Pretty Agnes, on comin' in, had taken a corner table by herself. She heard, but did not join in the talk. She even left untouched the glass of beer, which, at a word from old Jimmy, a waiter had placed before her. Silent and sad, with an expression which spoke of trouble present or trouble on its way, she sat staring into smoky space.

“W'at's wrong wit' her?” whispered Slimmy, who, high-strung and sensitive, could be worked upon by another's troubles.

“Why don't youse ask her?” said Big Kitty.

Slimmy shook a doubtful head. “She ain't got no use for me,” he explained, “since that trouble wit' Indian Louie.”

“She sure couldn't expect you an' th' Grabber,” remarked Anna Gold, quite scandalized at the thought of such unfairness, “to lay dead, while Louie does you out of all that dough!”

“It's th' rent,” said Jew Yetta.
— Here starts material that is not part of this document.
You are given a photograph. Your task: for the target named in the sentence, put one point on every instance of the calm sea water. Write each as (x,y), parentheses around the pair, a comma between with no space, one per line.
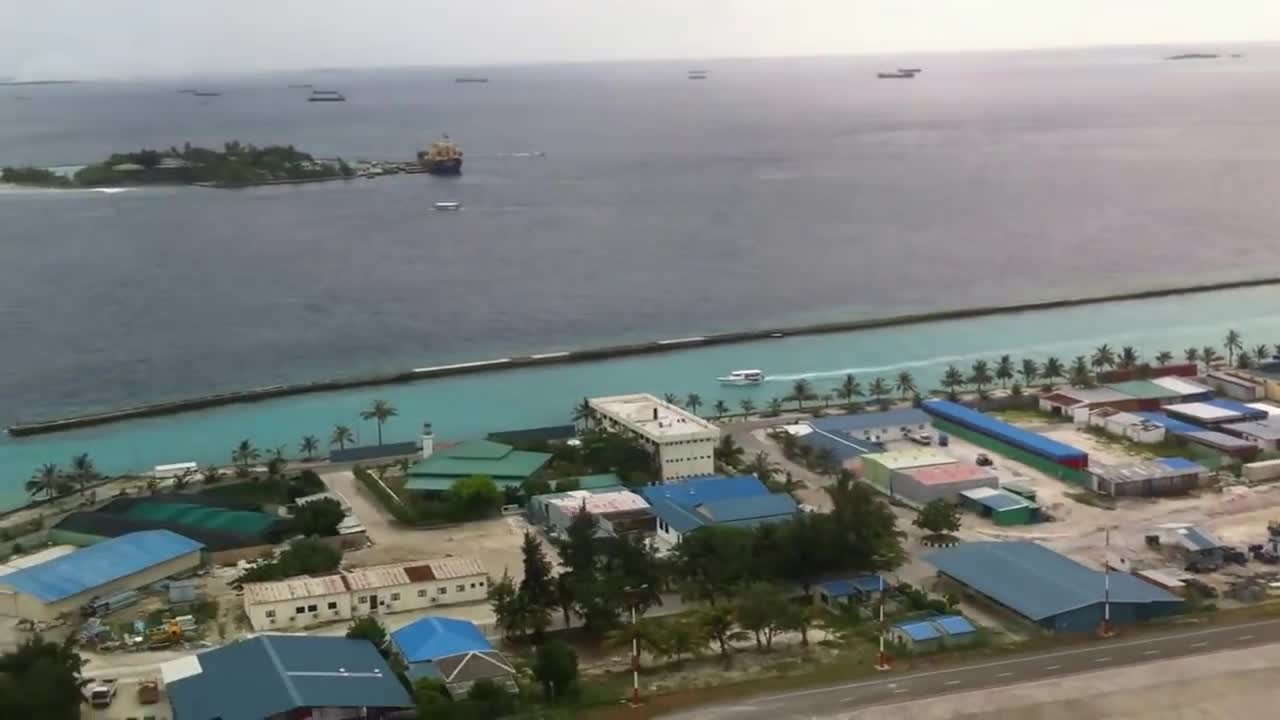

She had been canvassing Pretty Agnes out of the corners of her eyes. “I know that look from me own experience. She can't come across for the flat, an' some bum of an agent has handed her a notice.”

“There's nothin' in that,” declared Mollie Squint. “She could touch me for th' rent, an' she's hep to it.” Then, in reproof of the questioning looks of Anna Gold: “Sure; both me an' Agnes was stuck on Indian Louie, but w'at of that? Louie's gone; an' besides, I never blames her. It's me who's th' butt-in; Agnes sees Louie first.”

“Youse 're wrong, Yetta,” spoke up the Nailer, confidently. “Agnes ain't worryin' about cush. There ain't a better producer anywhere than Sammy Hart. No one ever sees Sammy wit'out a roll.”

The Nailer lounged across to Pretty Agnes; Mollie Squint, whose heart was kindly, followed him.

“W'y don't youse lap up your suds?” queried the Nailer, pointing to the beer. Without waiting for a return, he continued, “Where's Sammy?”